The examiner should be aware of the idiosyncrasies of each instrument that he or she uses. For example, some two-point discrimination instruments are heavier than others; the examiner must be careful not to exert a heavier pressure when testing with a heavier instrument.
Greenspan and LaMotte note that in laboratory studies of sensitivity, the experimenter controls either the amount of force that is applied to the skin or the amount of skin indentation (displacement) induced by the instrument. The clinical evaluator should be able to do the same with his instruments. Regardless of which of the two variables are controlled, the evaluator also must be able to control or at least measure various temporal factors, such as the rate and duration of the stimulus. Each of these variables can influence the measurement of threshold sensitivity.
The same test instrument in two different examiners’ hands can produce different results because of differences in the methods of administration. For example, one examiner may use more pressure than the other or may stimulate with a moving instead of a constant touch. Control of method-related variables can be assisted by the following:
Provide standard instructions to the patient before each test.

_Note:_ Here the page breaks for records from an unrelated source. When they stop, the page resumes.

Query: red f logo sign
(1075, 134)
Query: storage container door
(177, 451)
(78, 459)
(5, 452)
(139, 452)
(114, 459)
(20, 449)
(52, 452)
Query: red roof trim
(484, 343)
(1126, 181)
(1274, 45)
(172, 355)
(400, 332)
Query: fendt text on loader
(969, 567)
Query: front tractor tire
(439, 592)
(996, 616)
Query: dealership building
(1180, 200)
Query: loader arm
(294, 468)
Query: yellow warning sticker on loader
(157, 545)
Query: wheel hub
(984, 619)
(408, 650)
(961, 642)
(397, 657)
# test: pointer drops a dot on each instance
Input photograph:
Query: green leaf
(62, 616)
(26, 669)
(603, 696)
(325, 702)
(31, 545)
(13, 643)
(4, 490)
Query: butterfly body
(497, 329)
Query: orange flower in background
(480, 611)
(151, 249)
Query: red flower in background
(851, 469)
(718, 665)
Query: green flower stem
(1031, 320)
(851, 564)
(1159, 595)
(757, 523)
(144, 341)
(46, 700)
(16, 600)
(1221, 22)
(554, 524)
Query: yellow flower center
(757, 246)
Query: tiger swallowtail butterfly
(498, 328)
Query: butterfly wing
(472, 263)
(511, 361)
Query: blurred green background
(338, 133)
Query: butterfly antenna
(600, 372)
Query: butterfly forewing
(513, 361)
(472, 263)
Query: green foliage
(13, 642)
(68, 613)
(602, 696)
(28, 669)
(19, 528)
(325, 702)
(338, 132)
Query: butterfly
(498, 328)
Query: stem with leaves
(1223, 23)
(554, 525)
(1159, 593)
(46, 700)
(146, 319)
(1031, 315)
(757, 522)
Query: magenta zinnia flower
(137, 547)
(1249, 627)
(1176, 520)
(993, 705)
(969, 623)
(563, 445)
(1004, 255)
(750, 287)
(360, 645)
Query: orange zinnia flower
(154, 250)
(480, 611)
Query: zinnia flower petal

Use a standard method of supporting the hand during threshold testing and certain functional tests. Brand has recommended that the hand be fully supported in the examiner’s hand so that inadvertent stretch of tissues and movement of joints can be avoided ( Fig. 14-9, A ). He has further suggested that a better method of support would be to rest the hand in putty or a similar medium that would provide full support ( Fig. 14-9, B ). Use of such a medium would have the advantage of eliminating transmission of random vibration in the supporting hand to the hand being tested.
Parameters of stimulus application must remain the same within a test and between tests. Important parameters include speed of stimulus application, which is known to affect perception, the amount of pressure exerted on the skin, and whether the stimulus is moving or constant.
Vary the time interval between applications of the stimulus and the spacing of stimuli so that the patient cannot anticipate the timing or location of the next stimulus.
Carefully document the results for better comparison between successive tests. Bell and Buford demonstrated that when a stimulus is applied with a handheld instrument, the examiner is unable to control for force of application. In part, this is caused by vibration of the hand holding the instrument. An exception is the Semmes-Weinstein Pressure Aesthesiometer. Bell and Tomancik showed that if the lengths and diameters of the filaments are correct, the application forces they produce are repeatable within a predictable range.